A local newspaper of 1840 reported that twenty-five men were confined and awaiting trial and even though all the Governor's care and attention, the number was far too great to be crowded into the limited space. It also pointed out that it was an injustice upon the innocents to have to wait such along time before their case was heard.


Adelaide Gaol 1850
Photograph courtesy of the
State Library of South Australia.

In 1843 the gaol had a governor, two turnkeys and two guards but no matron for female prisoners until 1850 when the second stage of the gaol was completed. The position of Matron was awarded to Charlotte Ashton. The gaol was also used for a number of years to house the mentally insane, as lunatics had to be restrained and kept out of sight. When the hangings became private a portable gallows was used in the North West laneway from 1861 until 1883. In 1894 a gallows was placed in the New Building and used from 1894 until 1950. The last time a person was hanged in South Australia was 1964. Most of them were buried within the gaol complex.

During its early years the gaol was guarded by a small number of troops, on loan from Tasmania for five years. With few prisoners to guard and even fewer people who wanted to get in, they had enough spare time during working hours to play cricket against the locals in the parklands.
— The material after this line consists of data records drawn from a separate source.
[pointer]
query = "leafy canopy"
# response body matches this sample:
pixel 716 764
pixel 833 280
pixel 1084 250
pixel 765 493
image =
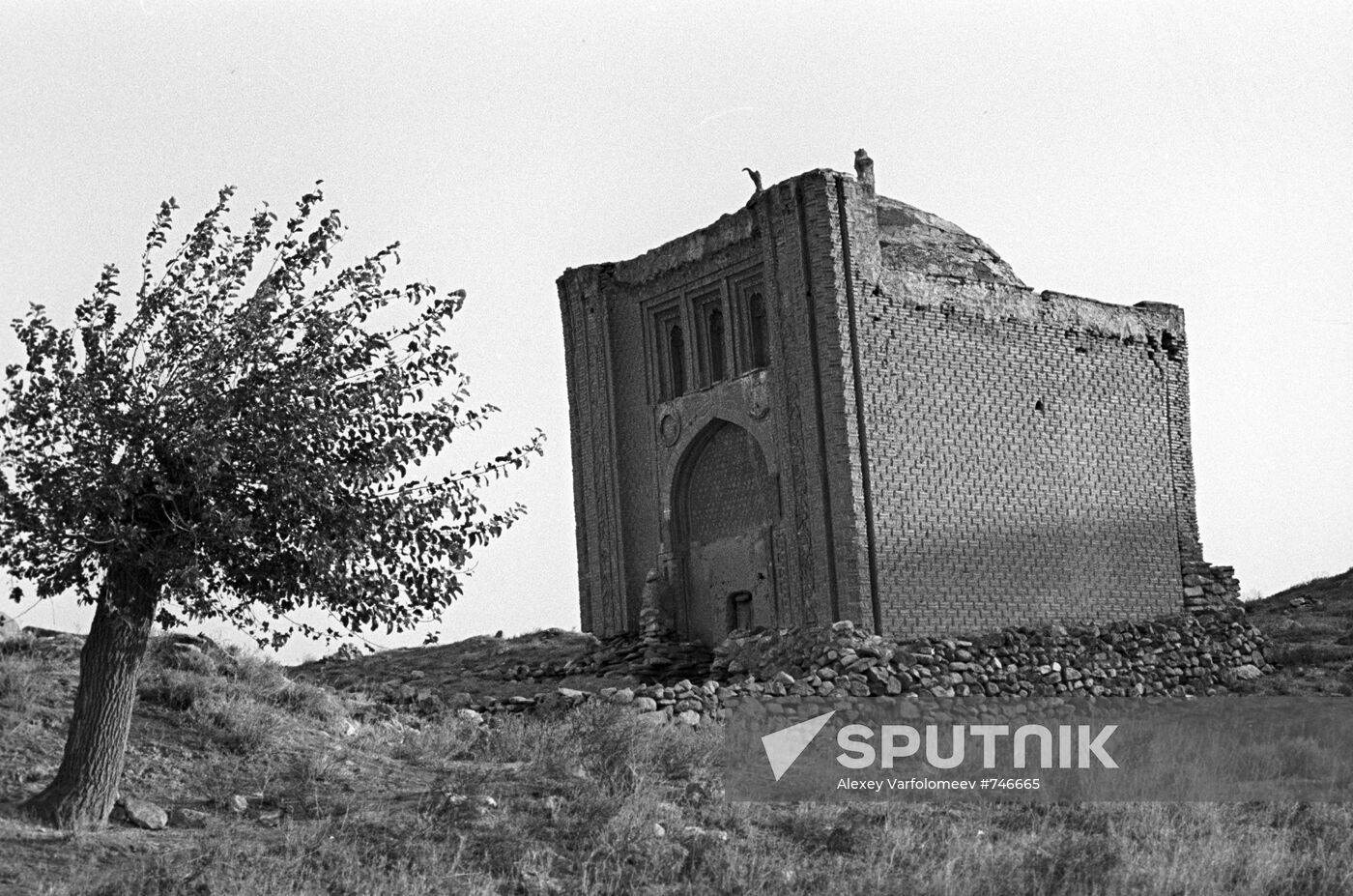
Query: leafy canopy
pixel 246 439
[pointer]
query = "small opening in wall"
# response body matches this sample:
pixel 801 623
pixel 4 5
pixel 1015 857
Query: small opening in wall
pixel 1170 345
pixel 676 361
pixel 716 345
pixel 739 611
pixel 760 341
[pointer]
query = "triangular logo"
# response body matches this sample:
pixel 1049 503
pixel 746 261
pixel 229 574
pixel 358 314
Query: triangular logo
pixel 784 746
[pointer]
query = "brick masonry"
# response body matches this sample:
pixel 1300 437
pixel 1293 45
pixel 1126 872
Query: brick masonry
pixel 944 448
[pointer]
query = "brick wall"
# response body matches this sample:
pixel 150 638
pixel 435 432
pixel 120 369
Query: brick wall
pixel 951 451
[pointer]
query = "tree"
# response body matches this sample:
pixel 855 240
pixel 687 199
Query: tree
pixel 243 443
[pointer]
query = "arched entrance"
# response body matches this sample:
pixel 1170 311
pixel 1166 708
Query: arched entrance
pixel 724 513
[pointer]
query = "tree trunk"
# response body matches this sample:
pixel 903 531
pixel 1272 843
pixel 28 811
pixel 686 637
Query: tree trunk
pixel 85 787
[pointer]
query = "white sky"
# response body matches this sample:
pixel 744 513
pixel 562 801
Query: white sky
pixel 1188 153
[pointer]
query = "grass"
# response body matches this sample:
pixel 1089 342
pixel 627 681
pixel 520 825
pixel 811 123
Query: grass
pixel 378 800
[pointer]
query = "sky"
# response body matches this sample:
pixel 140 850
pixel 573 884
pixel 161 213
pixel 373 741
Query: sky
pixel 1187 153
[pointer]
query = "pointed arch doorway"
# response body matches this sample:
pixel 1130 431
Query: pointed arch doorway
pixel 726 509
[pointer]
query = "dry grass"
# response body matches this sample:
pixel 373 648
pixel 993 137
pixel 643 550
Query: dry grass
pixel 581 801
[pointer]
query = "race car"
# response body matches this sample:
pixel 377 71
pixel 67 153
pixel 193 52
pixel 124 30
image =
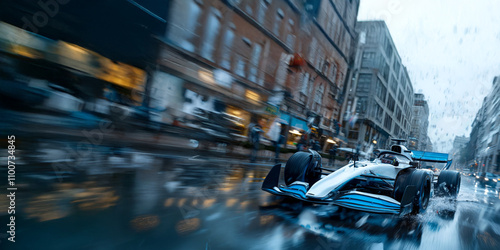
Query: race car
pixel 393 183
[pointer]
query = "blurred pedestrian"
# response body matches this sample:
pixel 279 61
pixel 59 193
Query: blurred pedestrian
pixel 302 144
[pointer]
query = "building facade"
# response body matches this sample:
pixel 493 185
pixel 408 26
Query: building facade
pixel 419 124
pixel 380 94
pixel 272 59
pixel 485 142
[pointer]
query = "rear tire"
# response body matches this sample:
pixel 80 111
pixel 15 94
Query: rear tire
pixel 448 184
pixel 300 168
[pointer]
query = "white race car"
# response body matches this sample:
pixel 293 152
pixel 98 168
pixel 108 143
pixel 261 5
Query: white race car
pixel 393 183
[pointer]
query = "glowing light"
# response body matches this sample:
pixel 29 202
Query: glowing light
pixel 252 95
pixel 206 76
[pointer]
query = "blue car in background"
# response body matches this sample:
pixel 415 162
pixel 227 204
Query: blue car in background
pixel 486 178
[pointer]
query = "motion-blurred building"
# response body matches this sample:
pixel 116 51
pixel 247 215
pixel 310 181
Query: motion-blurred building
pixel 284 61
pixel 380 94
pixel 179 61
pixel 485 133
pixel 419 124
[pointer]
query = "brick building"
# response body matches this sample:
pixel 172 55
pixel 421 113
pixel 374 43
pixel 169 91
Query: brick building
pixel 234 57
pixel 379 96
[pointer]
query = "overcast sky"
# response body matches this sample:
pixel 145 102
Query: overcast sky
pixel 451 49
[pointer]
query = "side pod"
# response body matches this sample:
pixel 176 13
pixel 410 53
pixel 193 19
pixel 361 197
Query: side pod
pixel 272 178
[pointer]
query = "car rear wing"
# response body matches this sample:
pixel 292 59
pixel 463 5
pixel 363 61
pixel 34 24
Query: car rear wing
pixel 432 157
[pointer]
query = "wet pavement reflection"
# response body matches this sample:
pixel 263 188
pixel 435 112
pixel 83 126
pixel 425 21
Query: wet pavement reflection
pixel 210 203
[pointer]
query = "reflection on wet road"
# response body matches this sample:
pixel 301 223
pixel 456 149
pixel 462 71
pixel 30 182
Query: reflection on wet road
pixel 216 204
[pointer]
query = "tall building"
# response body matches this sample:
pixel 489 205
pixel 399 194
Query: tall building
pixel 485 141
pixel 258 59
pixel 380 94
pixel 419 123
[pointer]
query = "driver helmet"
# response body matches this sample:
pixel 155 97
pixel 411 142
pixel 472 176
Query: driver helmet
pixel 389 159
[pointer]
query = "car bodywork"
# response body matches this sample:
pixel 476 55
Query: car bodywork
pixel 363 185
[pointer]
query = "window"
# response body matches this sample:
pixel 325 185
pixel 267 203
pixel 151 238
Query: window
pixel 226 49
pixel 398 114
pixel 388 122
pixel 333 72
pixel 368 55
pixel 211 33
pixel 318 97
pixel 400 97
pixel 362 105
pixel 240 66
pixel 394 84
pixel 378 112
pixel 290 37
pixel 397 67
pixel 391 103
pixel 261 14
pixel 396 130
pixel 305 83
pixel 364 83
pixel 388 49
pixel 254 63
pixel 312 50
pixel 184 24
pixel 385 72
pixel 381 90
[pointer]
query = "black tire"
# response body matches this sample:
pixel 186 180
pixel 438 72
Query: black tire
pixel 421 180
pixel 299 168
pixel 448 184
pixel 402 180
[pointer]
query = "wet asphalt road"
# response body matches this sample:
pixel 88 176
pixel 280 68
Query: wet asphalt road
pixel 194 203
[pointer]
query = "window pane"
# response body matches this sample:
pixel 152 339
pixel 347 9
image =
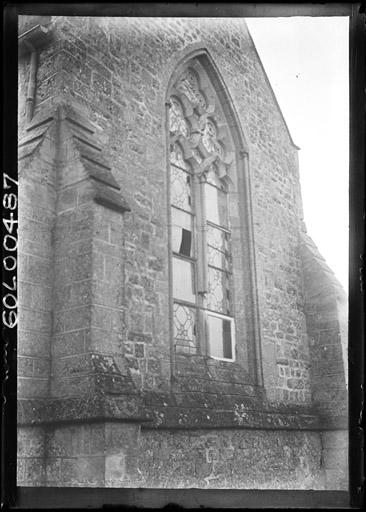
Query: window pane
pixel 181 232
pixel 219 332
pixel 216 207
pixel 184 325
pixel 217 248
pixel 183 285
pixel 180 188
pixel 218 297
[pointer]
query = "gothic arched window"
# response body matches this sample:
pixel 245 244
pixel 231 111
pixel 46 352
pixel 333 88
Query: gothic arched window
pixel 201 156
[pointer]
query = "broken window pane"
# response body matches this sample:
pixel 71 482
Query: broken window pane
pixel 181 232
pixel 216 207
pixel 219 333
pixel 183 280
pixel 180 188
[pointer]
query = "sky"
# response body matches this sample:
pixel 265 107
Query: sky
pixel 306 60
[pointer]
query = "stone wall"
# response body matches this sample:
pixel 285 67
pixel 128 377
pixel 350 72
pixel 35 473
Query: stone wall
pixel 102 402
pixel 113 455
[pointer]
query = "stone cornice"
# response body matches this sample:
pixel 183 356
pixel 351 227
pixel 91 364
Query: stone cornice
pixel 81 134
In 1846 Francis Dutton wrote that the gaol was an eyesore to the colony upon which 34,000 Pounds had been thrown away. It could hold 140 prisoners but had on average only two per month so far.

Upon completion of the first part of the Adelaide Gaol, the Ashtons lived above the main gate and entrance. William Ashton remained governor of the gaol until his death on 28 April 1854. His funeral was attended by a very large number of people which included Alexander Tolmer. A public appeal launced for Charlotte, who had given birth to another three children, raised well over six hundred Pounds. She took up farming at Leasingham and for a number of years was also the licensee of the Leasingham Hotel.

On 24 December 1862 Malacky Martin, aged thirty-one, was hanged for the murder of Jane Macmanamin, an Irish servant girl of Salt Creek. There were also indications and strong rumours that he had been responsible for the killing of William Robinson and even his own mother. As late as 1864 it was suggested that convicted prisoners should be transported to the Falkland Islands. Many additions were added during later years, the largest one in 1879 when a huge 90 cell building was constructed.

Towards the end of 1883 a young lad by the name of Samuel Moyles was sentenced to one month imprisonment and a whipping of fifteen strokes for indecent assault and a John Haggerty was sentenced to five years imprisonment with hard labour and a whipping of twenty strokes for rape. They received their floggings at the gaol in the presence of a doctor, the gaol's governor and some prison officers. 'The punishment was vigorously applied and the prisoners howled lustily', it was reported. Two years later, James Callow, a man of colour, was sentenced by Mr Justice Boucaut to life imprisonment with hard labour and fifteen strokes for assaulting a girl under the age of twelve.

Understandably not everyone was happy with his or her treatment at Her Majesty's Menagerie and several attempts were made to leave it before the official time was up. As early as August 1854, two scoundrels tried to gain their freedom but were caught in the act. To make them see reason they were rewarded with thirty-six lashes each. Although William Robinson Boothby, comptroller of Her Majesty's Gaols and Stockade from 1868, utilised prison labour to produce some prize winning olive oil, not all inmates were keen on being occupied in that work. In 1897 three prisoners were successful in getting out before their time was up and made their way via the Murray River to New South Wales. Their freedom was short lived as they were caught by Mounted Constable John Shanks at Blanchetown.